Overall, the shift toward cyclicals suggests growing market confidence that falling inflation and cooling geopolitical risks could pave the way for a more supportive backdrop as we enter July.
Regional Market Updates
Japan outperformed global markets this week, with the MSCI Japan Index rising 4.5%. Investors responded positively to better-than-expected factory data and reassurance from BoJ, which kept policy steady. The upbeat tone in global equities also helped boost sentiment.
Regional Performance

Source: FE Analytics. All indices are total return in US dollars. Past performance is not a reliable indicator of future performance. Data as of 29 June 2025.
Europe also put in a strong showing. The MSCI Europe Index rose 3.18%, helped by easing inflation signals and falling oil prices, which supported retailers and travel names. That said, the gains weren’t as sharp as Japan’s—ongoing weakness in manufacturing and a firmer euro held the region back from taking full advantage of the risk-on mood.
In North America, stocks continued to climb. The MSCI North America Index added 2.42%, as optimism around potential Fed rate cuts and receding geopolitical fears helped fuel another strong week, especially for tech and growth sectors.
China posted a more modest gain. The MSCI China Index rose 2.2%, helped by a weaker dollar and growing speculation that authorities could roll out new stimulus measures. However, concerns about the pace of China’s economic recovery kept gains in check.
The UK market was flat, ending the week unchanged. While global sentiment was broadly positive, falling energy prices and a stronger pound weighed on export-heavy UK stocks, limiting upside.
Currency Market Movements
The US dollar weakened sharply this week, as easing war fears and growing expectations of interest rate cuts pulled investors away from the safe-haven greenback.
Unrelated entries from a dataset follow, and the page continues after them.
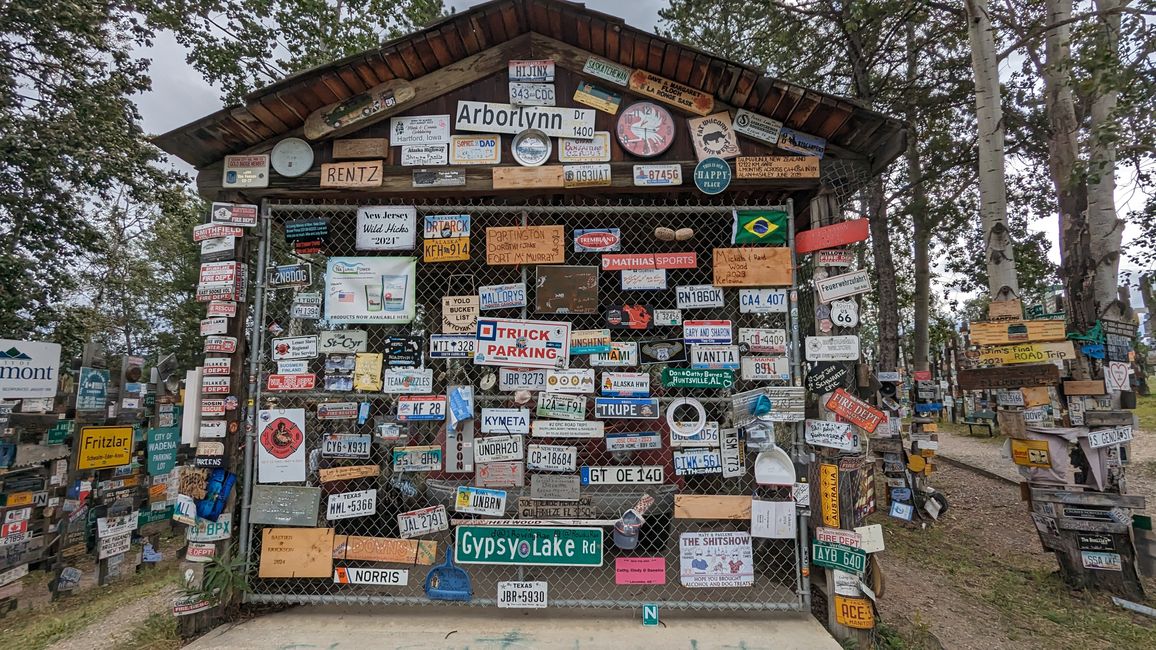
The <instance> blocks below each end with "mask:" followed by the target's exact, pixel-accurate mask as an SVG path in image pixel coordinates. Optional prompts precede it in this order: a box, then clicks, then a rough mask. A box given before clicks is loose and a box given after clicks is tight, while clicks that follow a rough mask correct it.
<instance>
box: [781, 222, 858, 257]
mask: <svg viewBox="0 0 1156 650" xmlns="http://www.w3.org/2000/svg"><path fill="white" fill-rule="evenodd" d="M866 239H867V220H866V219H852V220H851V221H844V222H842V223H836V224H833V226H823V227H822V228H813V229H810V230H803V231H802V232H799V234H798V235H795V252H796V253H809V252H814V251H818V250H823V249H833V248H836V246H845V245H847V244H854V243H855V242H864V241H866Z"/></svg>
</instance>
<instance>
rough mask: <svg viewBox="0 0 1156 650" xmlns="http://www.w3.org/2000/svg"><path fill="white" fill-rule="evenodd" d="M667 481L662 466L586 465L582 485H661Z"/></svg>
mask: <svg viewBox="0 0 1156 650" xmlns="http://www.w3.org/2000/svg"><path fill="white" fill-rule="evenodd" d="M665 480H666V472H665V471H664V470H662V466H661V465H627V466H622V467H615V466H606V467H591V466H588V465H585V466H583V468H581V485H584V486H614V485H628V483H635V485H660V483H662V482H664V481H665Z"/></svg>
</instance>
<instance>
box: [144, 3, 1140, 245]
mask: <svg viewBox="0 0 1156 650" xmlns="http://www.w3.org/2000/svg"><path fill="white" fill-rule="evenodd" d="M482 1H483V0H466V1H462V0H447V1H446V2H445V5H446V7H453V8H455V9H457V10H459V12H460V10H464V9H466V8H468V7H473V6H474V5H480V3H482ZM585 3H586V6H587V7H590V8H591V9H594V10H598V12H603V13H607V14H612V15H617V16H621V17H622V19H623V20H625V21H627V23H629V24H631V25H633V27H637V28H642V29H645V30H649V31H655V28H657V24H658V20H659V17H658V10H659V9H660V8H662V7H665V6H666V5H667V2H666V0H586V1H585ZM141 54H142V56H143V57H146V58H148V59H150V60H151V66H150V73H151V77H153V89H151V90H150V91H148V93H146V94H143V95H142V96H141V97H140V98H139V101H138V105H139V108H140V112H141V117H142V119H143V127H144V131H146V132H147V133H164V132H166V131H170V130H172V128H176V127H178V126H181V125H184V124H187V123H190V121H192V120H194V119H197V118H200V117H203V116H206V115H208V113H210V112H213V111H216V110H218V109H221V108H222V104H221V101H220V98H218V93H217V91H216V90H215V89H214V88H212V87H210V86H209V84H208V83H206V82H205V80H203V79H201V75H200V73H198V72H197V71H195V69H193V67H192V66H191V65H188V64H187V62H186V61H185V54H186V52H185V49H184V47H183V46H181V45H180V44H179V43H177V42H176V39H175V38H173V37H172V36H171V35H169V34H161V35H157V38H156V39H155V42H154V44H153V46H151V47H148V49H146V50H143V51H142V52H141ZM175 162H176V161H175ZM177 167H178V168H180V169H183V170H184V171H190V172H191V171H192V169H191V168H188V167H187V165H184V164H183V163H179V162H177ZM1121 180H1122V179H1121ZM1121 185H1124V184H1122V183H1121ZM1143 199H1144V198H1143V197H1142V195H1140V197H1136V195H1134V193H1133V192H1131V190H1129V189H1128V187H1127V186H1121V189H1120V191H1119V192H1118V193H1117V201H1118V206H1119V207H1120V210H1121V213H1122V212H1124V210H1125V209H1127V207H1128V206H1129V204H1133V205H1132V207H1139V206H1140V205H1142V202H1143ZM1030 228H1031V229H1032V230H1042V231H1045V232H1047V234H1048V238H1050V241H1051V242H1052V250H1051V253H1050V257H1051V258H1052V261H1055V263H1059V254H1060V253H1059V234H1058V220H1055V219H1046V220H1039V221H1037V222H1035V223H1032V224H1031V226H1030ZM1132 236H1134V231H1132V230H1131V229H1129V230H1127V231H1126V232H1125V244H1127V241H1128V239H1129V238H1131V237H1132Z"/></svg>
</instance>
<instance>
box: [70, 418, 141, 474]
mask: <svg viewBox="0 0 1156 650" xmlns="http://www.w3.org/2000/svg"><path fill="white" fill-rule="evenodd" d="M132 459H133V428H132V427H83V428H81V430H80V450H79V451H77V452H76V468H77V470H103V468H104V467H119V466H121V465H128V463H131V461H132Z"/></svg>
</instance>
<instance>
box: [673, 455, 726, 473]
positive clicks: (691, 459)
mask: <svg viewBox="0 0 1156 650" xmlns="http://www.w3.org/2000/svg"><path fill="white" fill-rule="evenodd" d="M674 473H675V474H677V475H680V477H689V475H692V474H721V473H723V455H721V453H720V452H719V451H718V450H714V449H691V450H688V451H675V452H674Z"/></svg>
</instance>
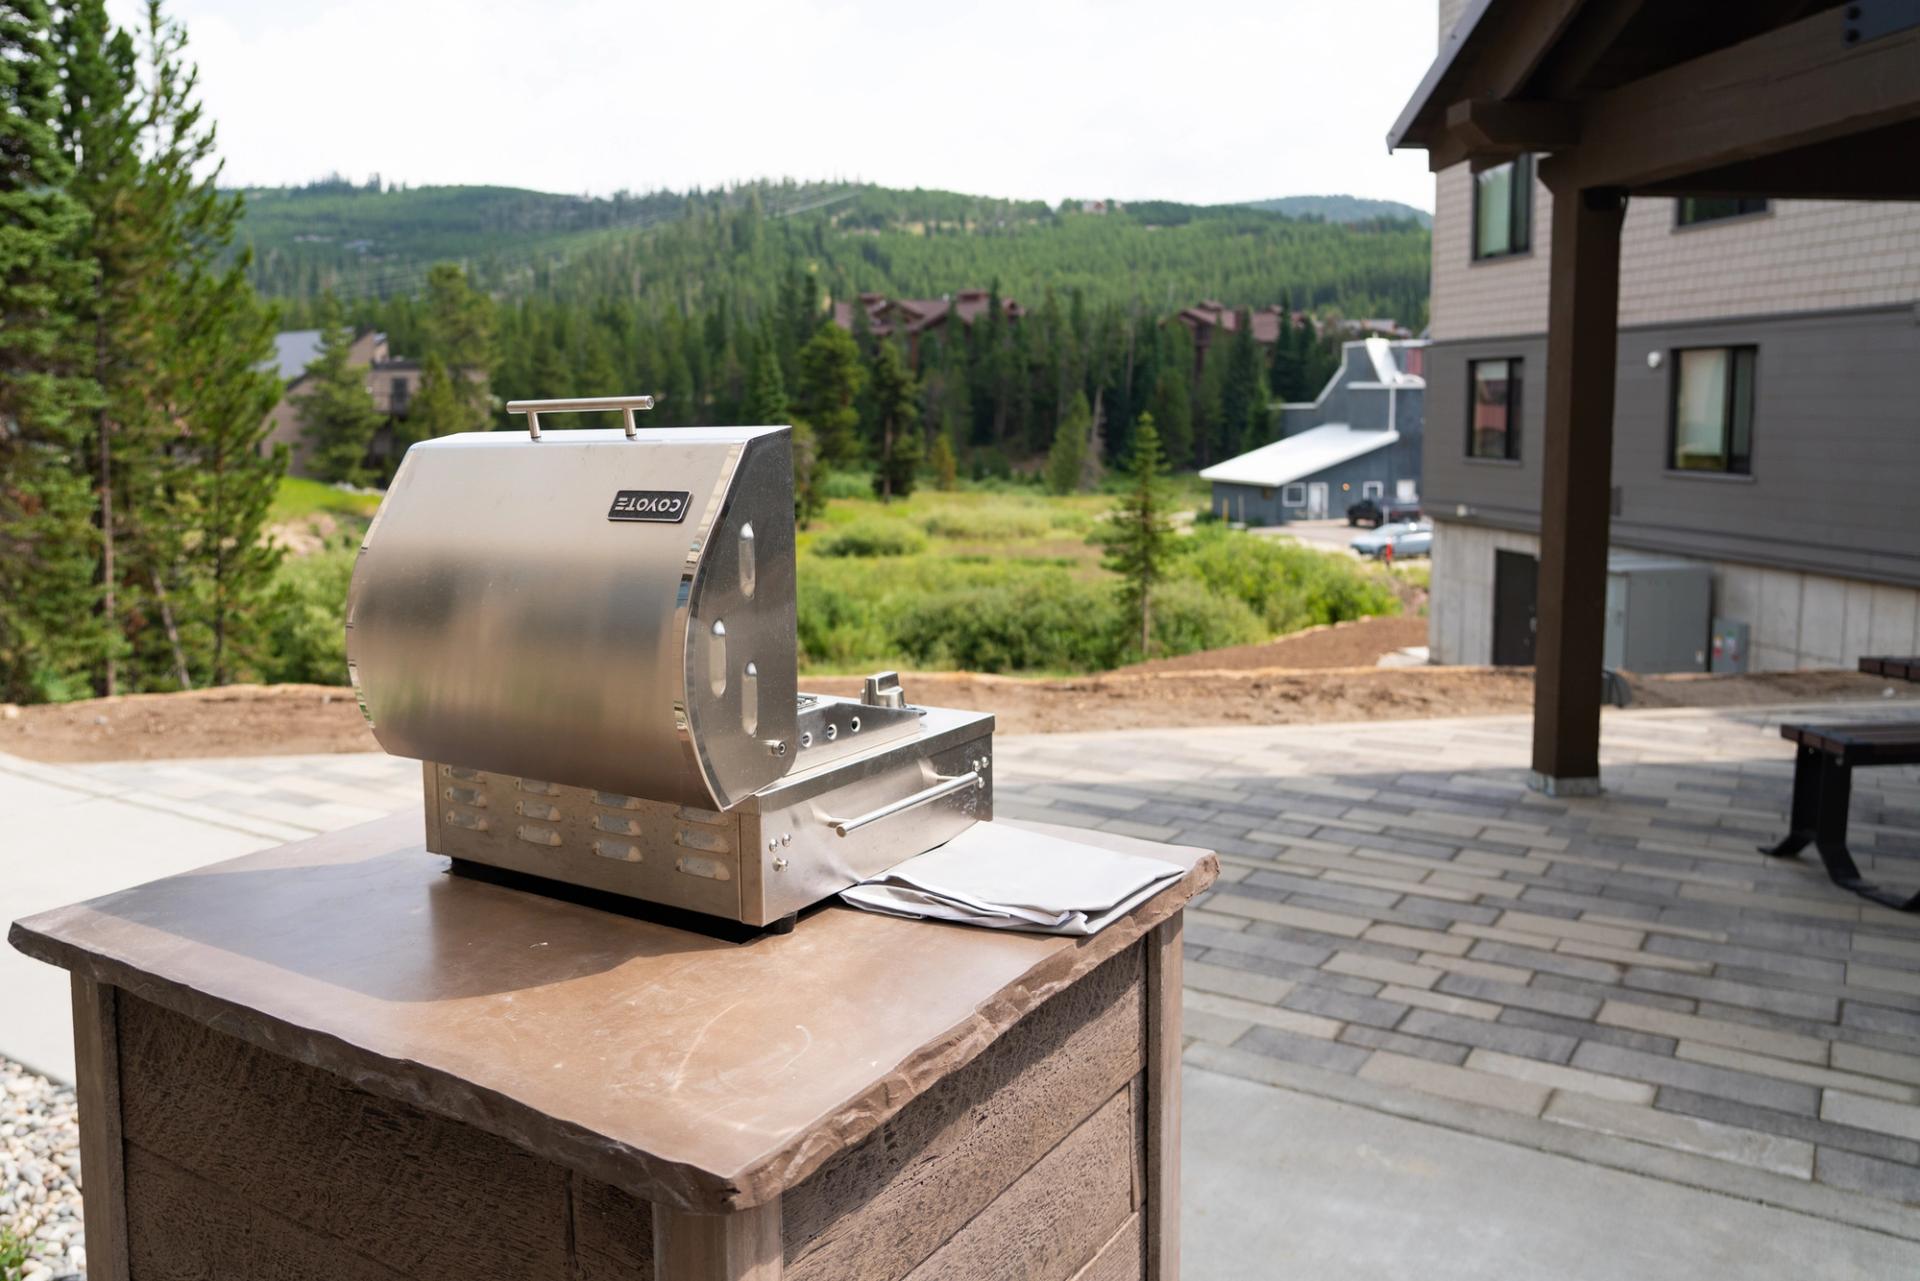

The dollar index dropped about 1.5%, hitting multi-year lows – a stark reversal from last week’s strength.
The euro (EUR/USD) was one of the biggest gainers, rising from $1.1578 to $1.1720 – its highest level in over three years. The move was driven by the combination of cooling US inflation, softer Fed messaging, and a shift in interest rate expectations. With the ECB signalling a pause after its recent cuts, traders now see the Fed as more likely to ease first, which eroded the dollar’s rate advantage.
The British pound (GBP/USD) jumped even more – up around 1.4%, finishing the week near $1.3716. The BoE’s decision to hold rates steady (while still warning about persistent inflation) made sterling more attractive. UK PMI data showing rising new orders also gave the pound a boost.
The Japanese yen (USD/JPY) strengthened to ¥144.67, up about 1% against the dollar. Lower US yields narrowed the gap between American and Japanese interest rates, helping the yen climb despite the risk-on mood in markets.
The GBP/JPY pair nudged slightly higher to ¥198.4, as both currencies strengthened against the dollar. Meanwhile, the Swiss franc and euro also gained ground, underscoring a broad theme: dollar weakness.
All in all, shifting rate expectations and reduced safe-haven demand sent the dollar sliding – lifting most major currencies in its wake.
Market Outlook and the Week Ahead
As we enter the first week of July, investors are preparing for a busy slate of economic data and keeping a close eye on geopolitical risks. The spotlight will be on US employment figures, due Friday (or Thursday – because of the July 4th holiday). A weaker jobs report could cement the case for a Fed rate cut as early as September, while a strong showing might push that timeline out.
Outside the US, China’s PMI and Eurozone inflation data will guide expectations around stimulus and ECB action. Meanwhile, traders remain alert to any flare-up in Middle East tensions or developments in US–China trade talks, both of which could jolt sentiment.
Overall, while optimism is building on Fed cut hopes and easing oil prices, any surprises – good or bad – could trigger sharp moves. Investors are staying nimble as July begins.